Annotating Fiction & Nonfiction

Annotating Fiction & Poetry

Mark and Make Note of these Basic Elements When Annotating Fiction:

Wise Words

What advice is given to the characters? What wisdom is shared?

Contrasts/Contradictions

When does the character act differently than usual? When does the character break their own rules?

Epiphanies

What does the character realize about themselves or the world? When does a "lightbulb" moment happen?

Motifs

What happens again and again in the story? What events, actions, words, images, figurative language objects, places, etc. are repeated?

Backstory

What happened to the characters in the past, before the text began? What does the character want?

Desires

What is the character's goal? What motivates them?

To What Effect or Purpose? (TWEP)

What big ideas are found in the text? What ideas apply to most human beings?

Structure

What genre does the text belong to? How is the text organized? What's the author's style?

Basic Steps of Poetry Annotation:

1. Read the poem aloud.

2. Read the poem and ask questions. Conduct research on the poem and author.
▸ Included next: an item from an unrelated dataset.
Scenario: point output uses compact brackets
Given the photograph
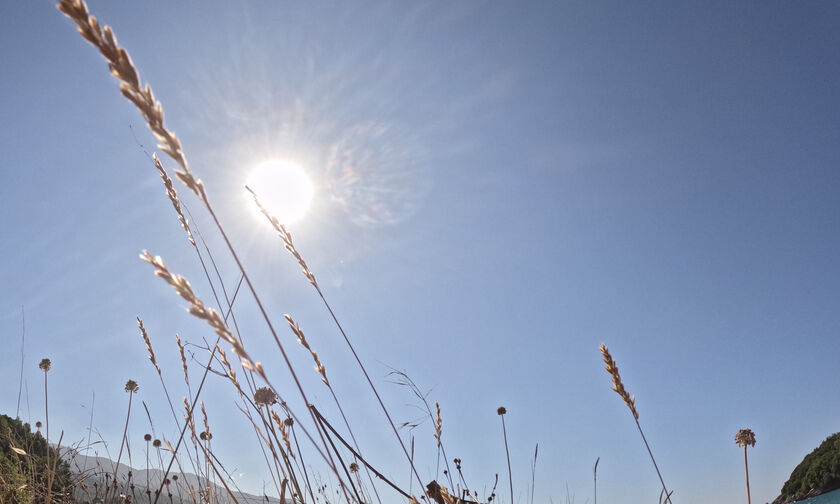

3. Read the poem and mark motifs.

4. Read the poem and ask TWEP? Then write your ideas.


Annotating Nonficiton

Mark and Make Note of these Basic Elements When Annotating Nonfiction:

Who?

Who is talked about the most in the text? Who is taking action? What role do they play?

What?

What's the topic? What's the problem? What's the main event?

When?

When in time is the event happening?

Where?

Where (geographically) is the event happening?

How?

How will the problem be solved, the procedure performed, or the task accomplished?

Why?

Why is the event happening? Why is action being taken?

So What?

Why is it important to know about this event? Why should we care? How is the event still impacting the world?

Structure

What's the genre of the text? What text structure does the text use? What's the author's writing style?